Studio album by NEWS
- Released: April 27, 2005
- Genre: Japanese Pop
- Length: 56:13 (limited) 61:24 (regular)
- Label: Johnny & Associates

NEWS chronology
|  | Touch (2005) | Pacific (2008) |

Singles from touch
- "NEWS NIPPON" Released: November 7, 2003; "Kibou ~Yell~" Released: May 12, 2004; "Akaku Moyuru Taiyou" Released: August 11, 2004; "Cherish" Released: March 16, 2005;

= Touch (NEWS album) =

Touch is the first studio album by Japanese musical group NEWS, released on April 27, 2005. The album reached the number one position on the Oricon Daily Album Chart and Oricon Weekly Album Chart. Four singles have been released from this album.

==Tie-ups and theme songs==
"Kibou ~Yell~" was used as the theme song for the 2004 Men's World Olympic Volleyball qualification tournaments for Japanese television broadcasting. "Kirameki no Kanata e" was used as the image song for the 36th Spring High School Volleyball tournament, as well as the Nivea "8x4 Powder Spray" commercial song. "Akaku Moyuru Taiyou" was used as the image song for the 2004 Japanese Fuji Television broadcast of the FIVB World Grand Prix. "Cherish" was used as the TBC "Good News" Campaign Song. "NEWS Nippon" was used as the 2003 Volleyball World Cup Japanese broadcast song.

==Track listing==

Notes
- All of Takahiro Moriuchi's lines in "NEWS NIPPON" were re-recorded by other members of the group for the version on this album.

Limited edition
| No. | Title | Lyrics | Music | Length |
|---|---|---|---|---|
| 1. | "Kibou ~Yell~" | Ide Kouji | Ide Kouji | 4:35 |
| 2. | "Kirameki no Kanata e" | Sakai Mikio | Sakai Mikio | 5:01 |
| 3. | "Akaku Moyuru Taiyou" | Satomi | Shusui, Stefan Engblom, Axel Belinder | 4:31 |
| 4. | "I・ZA・NA・I・ZU・KI" | Kondo Natsuko | Joey Carbone, David Kater, Jay Condiotti | 4:00 |
| 5. | "Love Song" | Yamashita Tomohisa | Yamashita Tomohisa | 5:20 |
| 6. | "Zutto" | Kondo Natsuko | Ueno Kouji | 4:10 |
| 7. | "High TEN!" | Kizuki Mihiro | Maejima Yasuaki | 4:15 |
| 8. | "Koiyake" | Kizuki Mihiro | Shusui, Henric Uhrbom, Julius Bengtsson | 2:59 |
| 9. | "Shissho!
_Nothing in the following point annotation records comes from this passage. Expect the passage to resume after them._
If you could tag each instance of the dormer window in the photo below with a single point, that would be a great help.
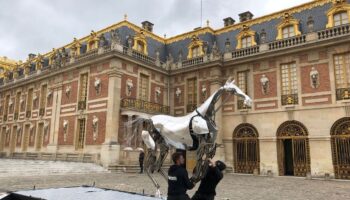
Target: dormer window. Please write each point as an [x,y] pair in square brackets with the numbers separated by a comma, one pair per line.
[288,27]
[140,43]
[196,52]
[246,38]
[288,32]
[340,18]
[246,42]
[195,49]
[140,46]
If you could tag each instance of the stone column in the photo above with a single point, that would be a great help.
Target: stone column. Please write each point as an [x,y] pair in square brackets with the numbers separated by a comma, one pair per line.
[55,118]
[110,149]
[215,84]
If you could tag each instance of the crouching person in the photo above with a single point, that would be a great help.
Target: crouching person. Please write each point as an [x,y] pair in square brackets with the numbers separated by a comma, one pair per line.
[206,190]
[178,181]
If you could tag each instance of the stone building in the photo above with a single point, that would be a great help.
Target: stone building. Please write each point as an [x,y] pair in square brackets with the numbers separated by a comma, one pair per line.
[75,102]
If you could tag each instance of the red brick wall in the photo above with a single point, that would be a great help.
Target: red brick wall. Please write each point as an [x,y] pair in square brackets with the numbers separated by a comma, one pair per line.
[72,98]
[70,131]
[125,77]
[103,90]
[272,92]
[323,71]
[101,129]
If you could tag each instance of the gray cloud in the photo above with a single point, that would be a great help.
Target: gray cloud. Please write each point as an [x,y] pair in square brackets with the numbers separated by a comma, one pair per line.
[37,26]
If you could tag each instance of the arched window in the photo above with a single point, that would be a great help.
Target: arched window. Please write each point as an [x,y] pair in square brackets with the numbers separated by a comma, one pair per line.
[338,14]
[340,18]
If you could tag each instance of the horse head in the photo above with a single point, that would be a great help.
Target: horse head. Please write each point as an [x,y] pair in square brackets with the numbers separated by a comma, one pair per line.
[232,88]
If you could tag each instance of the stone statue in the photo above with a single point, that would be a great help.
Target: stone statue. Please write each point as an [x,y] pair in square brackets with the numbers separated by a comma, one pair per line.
[164,132]
[314,78]
[265,84]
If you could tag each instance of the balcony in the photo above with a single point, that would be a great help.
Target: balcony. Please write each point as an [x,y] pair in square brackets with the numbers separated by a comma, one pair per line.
[41,111]
[191,107]
[241,105]
[81,105]
[334,32]
[144,106]
[245,52]
[193,61]
[343,93]
[289,99]
[288,42]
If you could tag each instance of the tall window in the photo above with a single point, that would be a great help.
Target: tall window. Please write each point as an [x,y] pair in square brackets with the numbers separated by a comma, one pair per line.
[242,83]
[247,42]
[140,46]
[18,96]
[6,107]
[29,102]
[342,75]
[196,52]
[289,84]
[42,100]
[340,18]
[288,31]
[83,91]
[143,87]
[191,94]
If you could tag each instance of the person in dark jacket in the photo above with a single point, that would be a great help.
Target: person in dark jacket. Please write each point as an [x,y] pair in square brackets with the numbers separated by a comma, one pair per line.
[141,158]
[178,181]
[206,190]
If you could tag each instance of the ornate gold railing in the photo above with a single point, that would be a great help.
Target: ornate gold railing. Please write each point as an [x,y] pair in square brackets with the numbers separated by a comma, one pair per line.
[42,112]
[343,93]
[81,105]
[241,105]
[144,106]
[289,99]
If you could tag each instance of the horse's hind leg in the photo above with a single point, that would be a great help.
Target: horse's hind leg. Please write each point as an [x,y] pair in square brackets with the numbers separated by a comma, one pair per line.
[164,150]
[149,165]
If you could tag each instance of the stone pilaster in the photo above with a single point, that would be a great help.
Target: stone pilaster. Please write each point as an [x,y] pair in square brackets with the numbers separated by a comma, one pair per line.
[110,149]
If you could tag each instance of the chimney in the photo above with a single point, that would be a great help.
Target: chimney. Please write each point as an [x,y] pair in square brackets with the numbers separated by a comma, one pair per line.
[147,26]
[229,21]
[245,16]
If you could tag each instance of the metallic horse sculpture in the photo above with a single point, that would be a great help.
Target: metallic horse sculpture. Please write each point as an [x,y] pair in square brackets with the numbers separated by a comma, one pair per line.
[196,131]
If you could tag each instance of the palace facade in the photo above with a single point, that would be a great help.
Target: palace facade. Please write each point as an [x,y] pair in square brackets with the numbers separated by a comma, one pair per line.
[75,102]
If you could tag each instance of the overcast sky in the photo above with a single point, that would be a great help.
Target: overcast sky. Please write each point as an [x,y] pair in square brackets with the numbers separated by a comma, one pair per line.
[37,26]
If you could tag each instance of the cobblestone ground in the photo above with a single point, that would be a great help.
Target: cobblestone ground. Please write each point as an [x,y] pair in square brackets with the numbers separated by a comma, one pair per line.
[232,187]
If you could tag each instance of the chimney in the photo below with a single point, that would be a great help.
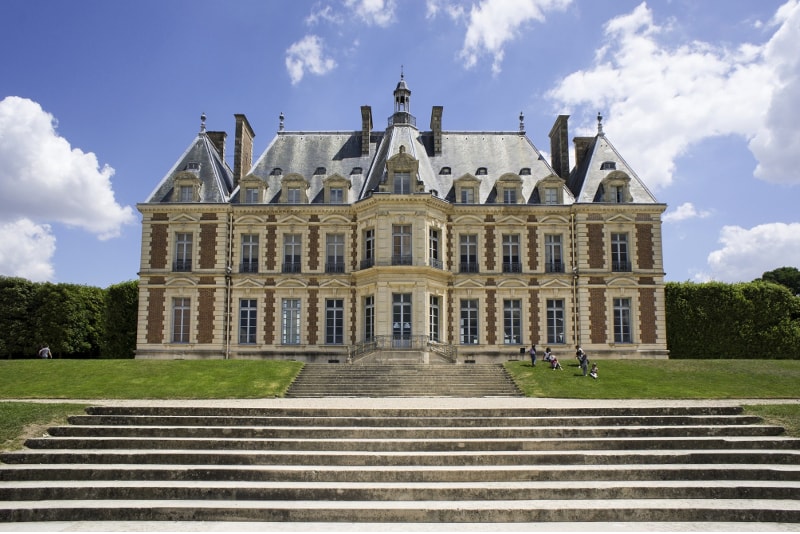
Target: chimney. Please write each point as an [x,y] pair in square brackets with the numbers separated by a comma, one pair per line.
[436,127]
[366,129]
[581,148]
[559,147]
[242,148]
[218,140]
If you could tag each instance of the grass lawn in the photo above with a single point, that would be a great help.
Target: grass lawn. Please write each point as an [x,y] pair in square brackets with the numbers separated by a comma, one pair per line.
[244,379]
[145,379]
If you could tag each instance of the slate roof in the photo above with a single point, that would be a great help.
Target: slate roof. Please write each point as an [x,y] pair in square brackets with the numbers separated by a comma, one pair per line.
[216,177]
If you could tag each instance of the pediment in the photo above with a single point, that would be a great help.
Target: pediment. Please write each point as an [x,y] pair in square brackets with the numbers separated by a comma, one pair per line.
[291,282]
[468,283]
[512,220]
[334,283]
[248,283]
[180,281]
[621,217]
[556,283]
[250,219]
[468,219]
[292,219]
[335,219]
[185,217]
[554,219]
[508,283]
[621,281]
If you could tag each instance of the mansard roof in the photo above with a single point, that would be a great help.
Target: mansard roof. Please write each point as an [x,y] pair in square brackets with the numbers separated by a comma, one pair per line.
[202,160]
[601,161]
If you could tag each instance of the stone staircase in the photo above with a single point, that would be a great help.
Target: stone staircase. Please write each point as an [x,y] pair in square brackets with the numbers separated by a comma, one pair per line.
[403,380]
[410,465]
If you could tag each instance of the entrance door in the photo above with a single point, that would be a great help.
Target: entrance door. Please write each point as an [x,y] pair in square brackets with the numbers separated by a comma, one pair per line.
[401,320]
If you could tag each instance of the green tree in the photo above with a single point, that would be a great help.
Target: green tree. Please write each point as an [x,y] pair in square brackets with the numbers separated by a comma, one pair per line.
[785,276]
[119,320]
[17,339]
[69,319]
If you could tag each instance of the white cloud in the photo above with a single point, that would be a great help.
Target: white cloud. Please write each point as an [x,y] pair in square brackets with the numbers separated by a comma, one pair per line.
[44,179]
[746,254]
[26,250]
[684,212]
[660,100]
[492,23]
[776,144]
[307,55]
[323,13]
[373,12]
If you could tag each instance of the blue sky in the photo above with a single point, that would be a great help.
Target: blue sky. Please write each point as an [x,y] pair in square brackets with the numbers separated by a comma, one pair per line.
[99,99]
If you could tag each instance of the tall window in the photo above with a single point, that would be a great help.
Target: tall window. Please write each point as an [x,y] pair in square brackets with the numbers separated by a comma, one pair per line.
[290,322]
[369,249]
[402,183]
[183,252]
[401,244]
[334,321]
[334,262]
[293,195]
[181,310]
[187,193]
[433,323]
[468,247]
[555,321]
[512,322]
[469,321]
[369,318]
[292,253]
[337,195]
[247,321]
[249,254]
[619,253]
[552,254]
[251,195]
[511,263]
[622,321]
[433,248]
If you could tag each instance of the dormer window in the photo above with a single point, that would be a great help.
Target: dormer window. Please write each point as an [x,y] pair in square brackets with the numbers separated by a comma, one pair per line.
[616,188]
[293,188]
[509,188]
[187,187]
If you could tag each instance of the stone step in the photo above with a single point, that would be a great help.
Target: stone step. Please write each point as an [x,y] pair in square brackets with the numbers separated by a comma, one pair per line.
[146,440]
[580,475]
[473,511]
[366,458]
[396,465]
[388,491]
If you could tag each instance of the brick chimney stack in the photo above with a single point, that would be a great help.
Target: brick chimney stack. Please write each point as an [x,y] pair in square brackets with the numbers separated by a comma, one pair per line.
[366,129]
[559,147]
[243,148]
[436,128]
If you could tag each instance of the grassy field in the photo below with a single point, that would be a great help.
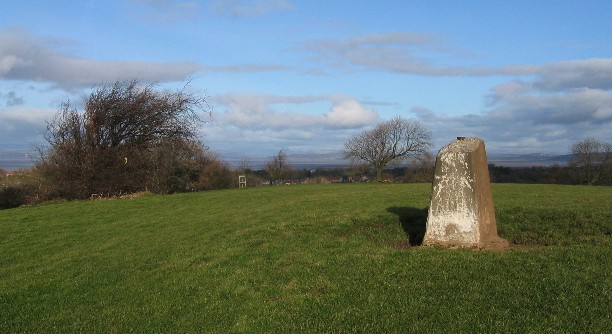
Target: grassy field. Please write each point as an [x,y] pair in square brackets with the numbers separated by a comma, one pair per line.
[324,258]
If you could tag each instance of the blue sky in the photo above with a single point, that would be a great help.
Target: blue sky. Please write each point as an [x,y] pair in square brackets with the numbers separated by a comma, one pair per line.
[526,76]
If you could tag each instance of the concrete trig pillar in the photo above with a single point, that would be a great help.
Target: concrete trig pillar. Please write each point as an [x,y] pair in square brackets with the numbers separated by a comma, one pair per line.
[461,211]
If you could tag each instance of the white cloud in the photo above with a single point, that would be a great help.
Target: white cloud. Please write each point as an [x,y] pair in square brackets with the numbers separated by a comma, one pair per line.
[349,113]
[24,57]
[261,112]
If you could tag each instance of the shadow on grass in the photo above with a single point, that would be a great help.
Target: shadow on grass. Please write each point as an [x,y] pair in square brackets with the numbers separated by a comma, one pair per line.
[413,222]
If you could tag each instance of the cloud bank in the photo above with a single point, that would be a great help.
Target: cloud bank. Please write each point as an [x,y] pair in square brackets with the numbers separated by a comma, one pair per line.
[28,58]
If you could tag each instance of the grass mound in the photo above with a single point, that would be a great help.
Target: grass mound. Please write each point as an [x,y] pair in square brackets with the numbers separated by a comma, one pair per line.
[324,258]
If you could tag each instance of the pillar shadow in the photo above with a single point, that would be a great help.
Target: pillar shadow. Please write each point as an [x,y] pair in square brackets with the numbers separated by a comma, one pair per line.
[413,221]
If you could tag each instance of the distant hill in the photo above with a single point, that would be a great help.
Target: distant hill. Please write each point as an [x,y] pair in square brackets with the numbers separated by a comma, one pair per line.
[15,159]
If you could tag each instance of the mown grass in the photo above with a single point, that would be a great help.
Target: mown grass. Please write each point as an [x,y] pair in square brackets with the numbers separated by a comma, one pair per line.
[325,258]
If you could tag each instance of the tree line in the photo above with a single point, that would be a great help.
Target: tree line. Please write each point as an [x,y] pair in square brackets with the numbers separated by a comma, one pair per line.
[133,138]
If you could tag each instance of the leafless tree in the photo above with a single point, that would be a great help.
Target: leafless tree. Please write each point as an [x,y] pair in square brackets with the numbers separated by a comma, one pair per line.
[393,140]
[277,167]
[592,159]
[128,138]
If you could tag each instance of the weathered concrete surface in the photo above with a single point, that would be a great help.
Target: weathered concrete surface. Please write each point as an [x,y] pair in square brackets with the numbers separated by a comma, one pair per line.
[461,211]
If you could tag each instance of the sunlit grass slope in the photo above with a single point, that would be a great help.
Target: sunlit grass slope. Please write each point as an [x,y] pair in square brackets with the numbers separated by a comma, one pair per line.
[325,258]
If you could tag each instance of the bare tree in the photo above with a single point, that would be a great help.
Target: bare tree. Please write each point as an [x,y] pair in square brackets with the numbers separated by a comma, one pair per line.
[128,138]
[592,159]
[393,140]
[277,167]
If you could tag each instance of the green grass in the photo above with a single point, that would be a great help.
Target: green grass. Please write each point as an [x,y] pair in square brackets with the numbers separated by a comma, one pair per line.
[324,258]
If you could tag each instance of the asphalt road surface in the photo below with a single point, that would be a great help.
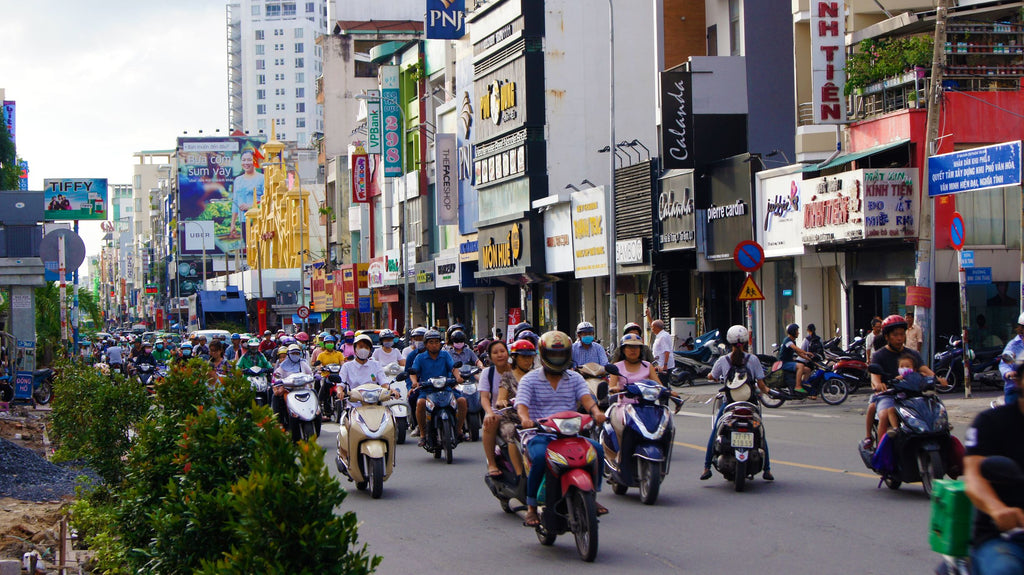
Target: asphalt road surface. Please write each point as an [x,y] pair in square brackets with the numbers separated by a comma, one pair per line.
[823,514]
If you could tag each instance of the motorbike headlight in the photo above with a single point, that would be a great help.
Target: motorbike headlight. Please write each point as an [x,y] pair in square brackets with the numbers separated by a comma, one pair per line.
[568,426]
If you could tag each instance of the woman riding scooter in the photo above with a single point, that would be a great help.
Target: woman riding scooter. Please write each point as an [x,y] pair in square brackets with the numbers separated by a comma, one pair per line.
[737,336]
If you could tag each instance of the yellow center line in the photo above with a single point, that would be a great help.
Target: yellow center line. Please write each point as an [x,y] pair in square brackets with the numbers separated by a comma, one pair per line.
[791,463]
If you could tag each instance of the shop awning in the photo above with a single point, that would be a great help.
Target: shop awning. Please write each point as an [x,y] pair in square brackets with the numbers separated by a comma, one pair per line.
[856,156]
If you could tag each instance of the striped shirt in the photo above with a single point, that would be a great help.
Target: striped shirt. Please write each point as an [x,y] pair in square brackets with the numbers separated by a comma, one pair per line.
[536,393]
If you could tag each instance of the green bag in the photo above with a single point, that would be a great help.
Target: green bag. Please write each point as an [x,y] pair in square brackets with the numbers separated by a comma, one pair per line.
[949,531]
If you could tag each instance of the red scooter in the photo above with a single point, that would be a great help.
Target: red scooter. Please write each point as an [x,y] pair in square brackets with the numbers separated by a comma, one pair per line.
[569,488]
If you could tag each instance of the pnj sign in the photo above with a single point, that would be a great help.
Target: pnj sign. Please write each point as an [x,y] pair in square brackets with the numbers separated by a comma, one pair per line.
[445,19]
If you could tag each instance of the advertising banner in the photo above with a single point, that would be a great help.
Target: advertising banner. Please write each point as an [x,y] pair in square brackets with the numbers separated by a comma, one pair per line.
[780,217]
[677,120]
[971,170]
[391,118]
[445,19]
[676,212]
[360,177]
[590,240]
[75,198]
[374,129]
[828,61]
[445,179]
[218,182]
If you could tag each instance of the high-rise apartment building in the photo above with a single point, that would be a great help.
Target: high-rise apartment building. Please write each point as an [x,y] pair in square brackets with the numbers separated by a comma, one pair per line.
[272,64]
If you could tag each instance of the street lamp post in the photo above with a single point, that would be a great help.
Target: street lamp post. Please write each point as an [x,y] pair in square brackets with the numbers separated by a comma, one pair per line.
[404,210]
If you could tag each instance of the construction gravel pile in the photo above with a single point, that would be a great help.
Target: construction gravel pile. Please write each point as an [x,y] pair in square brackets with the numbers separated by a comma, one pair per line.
[27,476]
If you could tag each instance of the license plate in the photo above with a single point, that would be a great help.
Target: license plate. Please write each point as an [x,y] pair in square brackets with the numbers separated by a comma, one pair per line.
[741,439]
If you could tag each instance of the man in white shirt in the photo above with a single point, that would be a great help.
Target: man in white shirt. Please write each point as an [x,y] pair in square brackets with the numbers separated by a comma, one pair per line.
[663,347]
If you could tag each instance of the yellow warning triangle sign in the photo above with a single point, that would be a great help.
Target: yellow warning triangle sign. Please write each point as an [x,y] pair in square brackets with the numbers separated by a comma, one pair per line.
[750,291]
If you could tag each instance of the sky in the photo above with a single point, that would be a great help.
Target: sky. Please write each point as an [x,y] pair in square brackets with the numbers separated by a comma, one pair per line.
[95,82]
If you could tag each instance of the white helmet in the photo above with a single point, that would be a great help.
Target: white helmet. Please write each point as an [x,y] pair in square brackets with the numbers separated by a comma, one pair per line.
[737,335]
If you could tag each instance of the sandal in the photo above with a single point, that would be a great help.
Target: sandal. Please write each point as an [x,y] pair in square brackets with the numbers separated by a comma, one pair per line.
[531,520]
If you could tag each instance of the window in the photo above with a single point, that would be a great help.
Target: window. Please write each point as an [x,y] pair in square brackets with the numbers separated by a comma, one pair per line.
[735,40]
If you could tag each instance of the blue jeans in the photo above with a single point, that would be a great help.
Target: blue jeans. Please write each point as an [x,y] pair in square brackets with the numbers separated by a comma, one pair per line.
[537,451]
[711,442]
[997,557]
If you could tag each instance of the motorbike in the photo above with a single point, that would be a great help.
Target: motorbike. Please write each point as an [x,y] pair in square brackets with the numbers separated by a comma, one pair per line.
[830,386]
[331,377]
[923,447]
[737,450]
[302,405]
[469,389]
[597,381]
[509,486]
[366,439]
[694,365]
[984,365]
[567,492]
[637,439]
[399,405]
[256,377]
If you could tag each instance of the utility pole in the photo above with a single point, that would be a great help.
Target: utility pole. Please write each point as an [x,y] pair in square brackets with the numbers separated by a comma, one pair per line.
[925,275]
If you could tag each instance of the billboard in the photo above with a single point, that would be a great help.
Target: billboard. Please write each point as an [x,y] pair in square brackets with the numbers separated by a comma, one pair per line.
[218,182]
[75,198]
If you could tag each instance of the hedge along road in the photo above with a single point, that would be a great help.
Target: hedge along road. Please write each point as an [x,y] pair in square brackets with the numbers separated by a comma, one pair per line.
[822,514]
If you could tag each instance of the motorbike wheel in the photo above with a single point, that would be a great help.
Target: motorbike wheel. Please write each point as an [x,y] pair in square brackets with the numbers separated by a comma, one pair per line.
[835,392]
[376,478]
[44,393]
[953,374]
[400,428]
[650,481]
[739,481]
[930,468]
[585,514]
[308,431]
[772,402]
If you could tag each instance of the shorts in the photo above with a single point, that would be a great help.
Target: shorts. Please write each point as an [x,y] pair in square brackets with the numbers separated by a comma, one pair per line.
[882,402]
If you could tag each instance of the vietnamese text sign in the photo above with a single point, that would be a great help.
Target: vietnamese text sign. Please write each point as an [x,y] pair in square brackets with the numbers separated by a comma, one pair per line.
[589,235]
[445,179]
[828,60]
[391,118]
[971,170]
[75,198]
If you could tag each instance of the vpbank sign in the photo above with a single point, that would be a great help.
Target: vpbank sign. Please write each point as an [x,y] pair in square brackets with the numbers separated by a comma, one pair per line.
[445,19]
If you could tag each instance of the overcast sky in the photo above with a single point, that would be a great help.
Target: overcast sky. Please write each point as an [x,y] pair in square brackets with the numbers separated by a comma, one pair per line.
[96,81]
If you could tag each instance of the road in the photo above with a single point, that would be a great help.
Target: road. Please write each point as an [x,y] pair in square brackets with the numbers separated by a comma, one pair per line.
[824,513]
Friday Night" | Matsuki Taijirou | Matsuki Taijirou | 2:25 |
| 10. | "Say Hello" | ARCHIBOLD, Atoji Makoto, 春和文 | ARCHIBOLD | 4:11 |
| 11. | "Cherish" | Fukushi Kentarou | Fukushi Kentarou | 4:23 |
| 12. | "Yawarakana Mama de" | KNM PROJECT | Makaino Kouji | 4:55 |
| 13. | "NEWS NIPPON" | KNM PROJECT | Makaino Yasuji | 4:39 |
| 14. | "Yume no kazu dake ai ga umareru (A cappella version)" | zopp | Larry Forsberg, Sven-inge Sjoberg, Lennart Wastesson | 1:35 |

Regular edition
| No. | Title | Lyrics | Music | Length |
|---|---|---|---|---|
| 15. | "Stand Up (rock version)" | Kurosu Chihiro | Richard Fairbrass, Christopher Fairbrass, Clyde Ward | 3:49 |

==DVD==
A DVD came with the limited-edition version of the album. It contained a "PRIVATE MOVIE" section of the members pretending to go on dates with viewers, "CONCERT" section with a performance of "Yume no Kazu dake Ai ga Umareru" from the NEWSnowConcert, and a "MESSAGE" section with a brief message about the album from each member.